Data for Fine-Tuning
What Columns do I Need for the Fine-Tuning Dataset?
A minimum set of columns would be 1 text field and 1 image field with one outcome (or score) field (i.e. purchases, clicks, downloads, popularity). The text field could be from queries and the image field could be for a product image while the outcome field could be an add-to-cart event. Other text fields could be things like title. In an ideal state, both a query and title field would be present with an image field and at least one high-intent outcome field like add-to-cart, download, or purchase. These requirements are detailed in the tables below.

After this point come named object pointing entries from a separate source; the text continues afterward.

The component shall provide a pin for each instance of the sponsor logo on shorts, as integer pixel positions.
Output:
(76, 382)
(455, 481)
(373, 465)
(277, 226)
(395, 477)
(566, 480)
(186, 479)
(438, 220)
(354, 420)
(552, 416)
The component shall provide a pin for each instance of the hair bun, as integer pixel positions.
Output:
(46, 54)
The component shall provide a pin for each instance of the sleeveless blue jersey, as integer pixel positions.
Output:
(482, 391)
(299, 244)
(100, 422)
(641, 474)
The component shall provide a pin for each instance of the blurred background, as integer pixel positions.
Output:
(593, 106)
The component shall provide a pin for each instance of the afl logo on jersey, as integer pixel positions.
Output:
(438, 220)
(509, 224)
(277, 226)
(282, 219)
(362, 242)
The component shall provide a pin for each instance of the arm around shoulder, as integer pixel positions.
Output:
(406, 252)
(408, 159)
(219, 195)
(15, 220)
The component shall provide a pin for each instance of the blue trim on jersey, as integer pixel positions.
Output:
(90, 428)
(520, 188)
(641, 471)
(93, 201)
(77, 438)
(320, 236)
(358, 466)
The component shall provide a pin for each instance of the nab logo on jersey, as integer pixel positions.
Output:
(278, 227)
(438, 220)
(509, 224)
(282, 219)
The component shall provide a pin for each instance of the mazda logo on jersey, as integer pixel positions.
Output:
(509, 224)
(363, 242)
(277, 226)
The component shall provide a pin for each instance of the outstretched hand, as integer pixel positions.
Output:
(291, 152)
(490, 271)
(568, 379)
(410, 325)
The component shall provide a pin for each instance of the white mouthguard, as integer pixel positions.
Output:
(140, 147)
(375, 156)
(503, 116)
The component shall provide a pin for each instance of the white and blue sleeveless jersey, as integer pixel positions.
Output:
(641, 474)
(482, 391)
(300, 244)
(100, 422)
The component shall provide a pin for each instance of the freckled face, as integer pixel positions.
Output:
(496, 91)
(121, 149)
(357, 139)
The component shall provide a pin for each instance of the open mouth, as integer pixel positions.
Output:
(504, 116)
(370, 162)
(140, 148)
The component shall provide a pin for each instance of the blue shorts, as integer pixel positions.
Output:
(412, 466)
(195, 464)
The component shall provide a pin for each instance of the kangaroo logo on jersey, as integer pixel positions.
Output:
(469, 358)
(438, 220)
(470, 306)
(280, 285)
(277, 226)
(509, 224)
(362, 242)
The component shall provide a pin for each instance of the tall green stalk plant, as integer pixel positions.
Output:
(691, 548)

Text fields | Image fields | Outcome/score field | |
---|---|---|---|
Minimal | 1 | 1 | 0 |
Ideal | 2+ | 1+ | 1+ |
What Does the Fine-Tuning Dataset Look Like?
Ideally the dataset for training (fine-tuning) will have 2 text fields (queries and titles), 1 image field and 1 outcome field (add-to-cart, purchase or download are preferred). However, it is possible to use as little as 1 text and 1 image field. Example datasets are shown below.
Minimal
An example of a minimal dataset.
Title | Image | |
---|---|---|
“A funny scene” | funny_scene.jpg | |
“A business center” | biz_cent.jpg | |
… | … | |
“A beach front” | beach.jpg |
Ideal
An example of an ideal dataset. The outcome is the cumulative total of the metric that we most care about, for example downloads or add-to-cart.

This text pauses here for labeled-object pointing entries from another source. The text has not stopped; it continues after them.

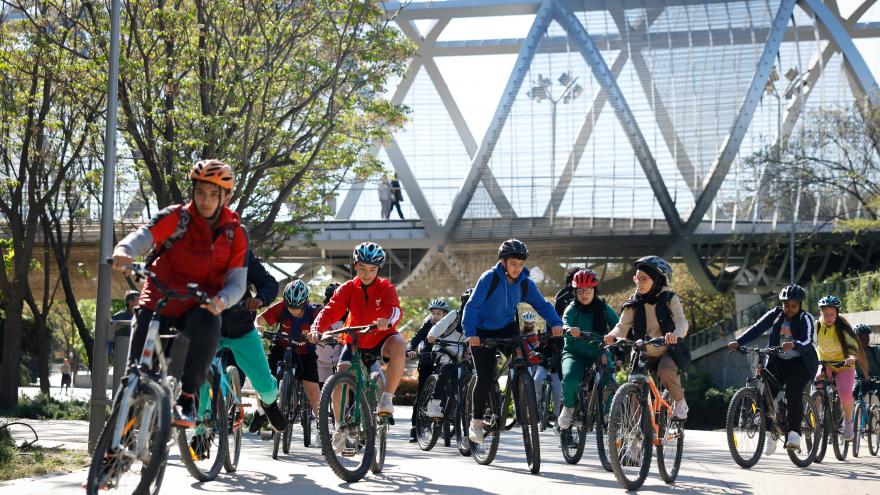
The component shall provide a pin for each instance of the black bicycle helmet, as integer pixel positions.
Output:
(792, 292)
(513, 248)
(655, 265)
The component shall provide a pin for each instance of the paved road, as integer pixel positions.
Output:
(707, 469)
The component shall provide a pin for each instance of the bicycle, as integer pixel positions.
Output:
(866, 415)
(641, 416)
(294, 404)
(428, 429)
(136, 436)
(591, 410)
(521, 387)
(348, 400)
(753, 412)
(827, 400)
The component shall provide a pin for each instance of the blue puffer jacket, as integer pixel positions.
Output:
(500, 309)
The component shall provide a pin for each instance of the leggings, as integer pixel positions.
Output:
(203, 330)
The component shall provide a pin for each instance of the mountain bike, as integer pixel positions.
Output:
(754, 413)
(641, 416)
(131, 452)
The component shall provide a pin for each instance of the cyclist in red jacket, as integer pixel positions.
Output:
(203, 242)
(369, 299)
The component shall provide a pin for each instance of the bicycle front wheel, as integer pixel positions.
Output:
(629, 437)
(126, 469)
(746, 427)
(346, 427)
(527, 411)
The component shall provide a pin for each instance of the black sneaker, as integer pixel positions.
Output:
(275, 417)
(257, 422)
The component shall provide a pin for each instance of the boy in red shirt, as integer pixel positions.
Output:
(369, 299)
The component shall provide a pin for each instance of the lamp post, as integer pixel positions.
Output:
(543, 90)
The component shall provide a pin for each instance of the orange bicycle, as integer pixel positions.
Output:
(641, 416)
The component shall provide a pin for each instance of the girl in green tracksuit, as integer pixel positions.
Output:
(587, 313)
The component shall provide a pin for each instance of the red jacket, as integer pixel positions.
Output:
(202, 255)
(365, 305)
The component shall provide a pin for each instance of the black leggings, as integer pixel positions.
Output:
(203, 330)
(484, 365)
(793, 374)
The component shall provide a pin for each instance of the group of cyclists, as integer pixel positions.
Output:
(203, 242)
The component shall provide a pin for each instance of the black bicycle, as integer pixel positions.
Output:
(452, 424)
(827, 401)
(291, 395)
(591, 411)
(753, 413)
(521, 388)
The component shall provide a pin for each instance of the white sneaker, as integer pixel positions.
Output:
(385, 404)
(475, 432)
(434, 409)
(680, 409)
(770, 445)
(565, 417)
(338, 441)
(793, 442)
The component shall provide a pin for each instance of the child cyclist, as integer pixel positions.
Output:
(587, 313)
(836, 341)
(369, 299)
(201, 242)
(654, 311)
(794, 329)
(294, 315)
(491, 312)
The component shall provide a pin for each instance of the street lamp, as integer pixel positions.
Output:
(543, 90)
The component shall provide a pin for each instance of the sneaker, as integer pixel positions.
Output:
(679, 410)
(475, 432)
(770, 446)
(793, 442)
(182, 414)
(338, 441)
(385, 404)
(565, 417)
(434, 410)
(274, 415)
(257, 422)
(848, 431)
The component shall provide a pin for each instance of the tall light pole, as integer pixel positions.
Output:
(543, 90)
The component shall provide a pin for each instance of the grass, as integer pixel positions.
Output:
(18, 462)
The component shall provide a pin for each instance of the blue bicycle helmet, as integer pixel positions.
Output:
(296, 294)
(439, 304)
(369, 253)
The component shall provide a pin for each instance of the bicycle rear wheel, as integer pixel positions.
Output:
(354, 430)
(629, 437)
(125, 470)
(527, 411)
(203, 448)
(671, 444)
(746, 427)
(235, 417)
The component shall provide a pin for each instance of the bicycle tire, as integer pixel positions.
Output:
(366, 426)
(752, 421)
(214, 426)
(152, 473)
(668, 472)
(819, 399)
(627, 395)
(811, 432)
(600, 425)
(528, 416)
(235, 418)
(427, 429)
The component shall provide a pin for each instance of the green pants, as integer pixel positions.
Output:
(250, 357)
(573, 368)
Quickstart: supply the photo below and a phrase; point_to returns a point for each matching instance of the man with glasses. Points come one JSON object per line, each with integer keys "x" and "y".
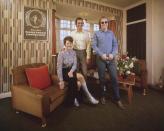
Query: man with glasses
{"x": 106, "y": 47}
{"x": 82, "y": 46}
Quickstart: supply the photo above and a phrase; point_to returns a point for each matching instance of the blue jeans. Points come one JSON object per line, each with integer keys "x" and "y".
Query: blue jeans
{"x": 111, "y": 68}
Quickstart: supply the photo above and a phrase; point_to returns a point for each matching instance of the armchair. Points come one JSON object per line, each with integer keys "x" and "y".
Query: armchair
{"x": 31, "y": 100}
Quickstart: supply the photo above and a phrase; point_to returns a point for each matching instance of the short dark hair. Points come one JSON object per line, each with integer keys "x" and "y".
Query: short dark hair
{"x": 78, "y": 18}
{"x": 103, "y": 17}
{"x": 68, "y": 38}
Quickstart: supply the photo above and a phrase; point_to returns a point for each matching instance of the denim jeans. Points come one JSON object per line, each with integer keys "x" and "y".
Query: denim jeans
{"x": 81, "y": 62}
{"x": 111, "y": 69}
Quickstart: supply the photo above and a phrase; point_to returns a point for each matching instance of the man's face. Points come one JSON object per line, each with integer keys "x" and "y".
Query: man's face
{"x": 104, "y": 24}
{"x": 79, "y": 24}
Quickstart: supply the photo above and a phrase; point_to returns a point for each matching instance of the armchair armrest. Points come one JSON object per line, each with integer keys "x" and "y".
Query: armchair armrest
{"x": 55, "y": 79}
{"x": 30, "y": 100}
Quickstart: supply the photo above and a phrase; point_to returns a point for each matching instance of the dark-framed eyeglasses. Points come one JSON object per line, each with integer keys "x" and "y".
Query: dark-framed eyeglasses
{"x": 104, "y": 22}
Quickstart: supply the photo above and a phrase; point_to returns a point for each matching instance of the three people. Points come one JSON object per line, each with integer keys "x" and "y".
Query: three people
{"x": 82, "y": 46}
{"x": 106, "y": 47}
{"x": 66, "y": 70}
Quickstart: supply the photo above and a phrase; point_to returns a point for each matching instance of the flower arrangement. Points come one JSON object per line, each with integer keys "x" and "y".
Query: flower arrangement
{"x": 125, "y": 65}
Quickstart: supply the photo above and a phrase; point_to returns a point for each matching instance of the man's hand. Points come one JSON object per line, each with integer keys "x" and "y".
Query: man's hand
{"x": 104, "y": 57}
{"x": 70, "y": 74}
{"x": 61, "y": 85}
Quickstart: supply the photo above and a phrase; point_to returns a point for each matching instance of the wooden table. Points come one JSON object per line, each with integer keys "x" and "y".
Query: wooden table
{"x": 127, "y": 84}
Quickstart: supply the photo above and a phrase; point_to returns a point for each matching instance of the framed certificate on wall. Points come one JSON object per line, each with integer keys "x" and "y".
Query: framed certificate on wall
{"x": 35, "y": 23}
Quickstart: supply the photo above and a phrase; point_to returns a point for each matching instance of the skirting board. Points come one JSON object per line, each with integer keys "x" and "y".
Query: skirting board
{"x": 4, "y": 95}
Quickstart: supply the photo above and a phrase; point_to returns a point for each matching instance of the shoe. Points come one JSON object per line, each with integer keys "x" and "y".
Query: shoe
{"x": 94, "y": 101}
{"x": 120, "y": 105}
{"x": 103, "y": 100}
{"x": 76, "y": 103}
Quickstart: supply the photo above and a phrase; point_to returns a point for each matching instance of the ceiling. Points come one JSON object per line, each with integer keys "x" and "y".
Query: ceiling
{"x": 67, "y": 11}
{"x": 119, "y": 3}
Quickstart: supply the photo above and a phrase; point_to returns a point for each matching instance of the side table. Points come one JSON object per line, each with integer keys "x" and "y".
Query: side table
{"x": 127, "y": 84}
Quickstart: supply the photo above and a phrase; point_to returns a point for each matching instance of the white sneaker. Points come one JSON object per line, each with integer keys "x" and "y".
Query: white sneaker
{"x": 76, "y": 103}
{"x": 94, "y": 101}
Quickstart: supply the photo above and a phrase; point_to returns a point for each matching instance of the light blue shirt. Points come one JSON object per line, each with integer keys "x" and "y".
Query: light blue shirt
{"x": 104, "y": 42}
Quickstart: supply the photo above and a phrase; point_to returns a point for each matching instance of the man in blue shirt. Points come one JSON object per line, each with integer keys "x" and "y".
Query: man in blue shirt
{"x": 106, "y": 47}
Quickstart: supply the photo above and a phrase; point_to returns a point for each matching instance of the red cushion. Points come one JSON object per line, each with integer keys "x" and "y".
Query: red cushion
{"x": 38, "y": 77}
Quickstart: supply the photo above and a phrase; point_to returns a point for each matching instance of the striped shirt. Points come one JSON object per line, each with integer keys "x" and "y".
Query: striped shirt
{"x": 66, "y": 59}
{"x": 104, "y": 42}
{"x": 81, "y": 41}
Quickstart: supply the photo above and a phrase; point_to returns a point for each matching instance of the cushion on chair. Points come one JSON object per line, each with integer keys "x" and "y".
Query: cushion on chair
{"x": 38, "y": 77}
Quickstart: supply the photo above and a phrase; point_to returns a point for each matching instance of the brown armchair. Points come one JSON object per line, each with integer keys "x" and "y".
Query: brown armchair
{"x": 35, "y": 101}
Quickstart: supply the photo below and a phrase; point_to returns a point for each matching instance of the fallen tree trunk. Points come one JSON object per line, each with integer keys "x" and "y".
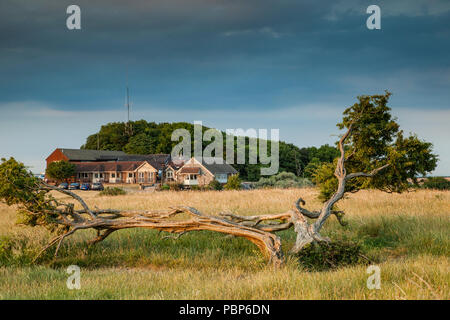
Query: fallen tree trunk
{"x": 108, "y": 221}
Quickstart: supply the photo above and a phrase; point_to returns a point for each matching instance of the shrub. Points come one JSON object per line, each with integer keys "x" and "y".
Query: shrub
{"x": 327, "y": 256}
{"x": 112, "y": 191}
{"x": 215, "y": 185}
{"x": 438, "y": 183}
{"x": 175, "y": 186}
{"x": 165, "y": 187}
{"x": 15, "y": 252}
{"x": 234, "y": 183}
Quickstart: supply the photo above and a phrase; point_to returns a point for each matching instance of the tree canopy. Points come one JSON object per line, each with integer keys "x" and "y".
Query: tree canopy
{"x": 60, "y": 170}
{"x": 375, "y": 140}
{"x": 151, "y": 137}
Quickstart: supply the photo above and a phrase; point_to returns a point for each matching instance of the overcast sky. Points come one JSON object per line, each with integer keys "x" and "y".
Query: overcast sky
{"x": 292, "y": 65}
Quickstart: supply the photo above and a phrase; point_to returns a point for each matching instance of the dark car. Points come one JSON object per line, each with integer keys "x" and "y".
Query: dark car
{"x": 64, "y": 185}
{"x": 74, "y": 186}
{"x": 97, "y": 186}
{"x": 85, "y": 186}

Query | Title | Image | Outcome |
---|---|---|---|
“funny” | “A funny scene” | funny_scene.jpg | 1 |
“business” | “A business center” | biz_cent.jpg | 2 |
… | … | … | … |
“beach holiday” | “A beach front” | beach.jpg | 1 |
Note: The names of the columns do not have to be exactly as they appear above.
What Columns do I Need for an Evaluation Dataset?
For an evaluation dataset, you need columns that can help in assessing the performance of your model. Typically, this involves having a query column and the expected result columns. The dataset should include:
Text fields | Image fields | Score | Query Column | Result Columns | |
---|---|---|---|---|---|
Evaluation | 1+ | 1+ | Optional | 1 | 1+ |
- Text fields: These can include titles, descriptions, or other relevant text data.
- Image fields: Fields that contain the image data or pointers to the image data.
- Score/Outcome field: Optional, but useful for certain types of evaluations.
- Query Column: The main query text used to retrieve results.
- Result Columns: The columns that are expected to be returned as results for the query.
What Does the Evaluation Dataset Look Like?
An example of an evaluation dataset.
Query | Title | Image | Score | Result_Column |
---|---|---|---|---|
“funny” | “A funny scene” | funny_scene.jpg | 1 | Image |
“business” | “A business center” | biz_cent.jpg | 2 | Title |
… | … | … | … | … |
“beach holiday” | “A beach front” | beach.jpg | 1 | Score |
Note: The names of the columns do not have to be exactly as they appear above. |
How Much Data do I Need for Fine-Tuning?
Minimums vary but 100k rows of the data (as described above) would be a minimal amount with millions of rows being ideal.
How do we Create the Dataset?
Historic search logs paired with product meta-data is the best way to create the dataset. For example, if downloads is the outcome that is going to be the target then gathering the cumulative downloads for query-product pairs will be required. The product meta-data like title or description can then be added for each row in accordance with the product that appears.
Does the Age of the Data Matter?
Using the most recent data is ideal. The time-frame will be dependent on things like seasonality and how much these temporal changes affect the search patterns of users. It will also depend on how much data is available, if there is a plethora of data then using more recent data or sub-sampling older data can work. If there is less data then using data from further back in time is a good strategy.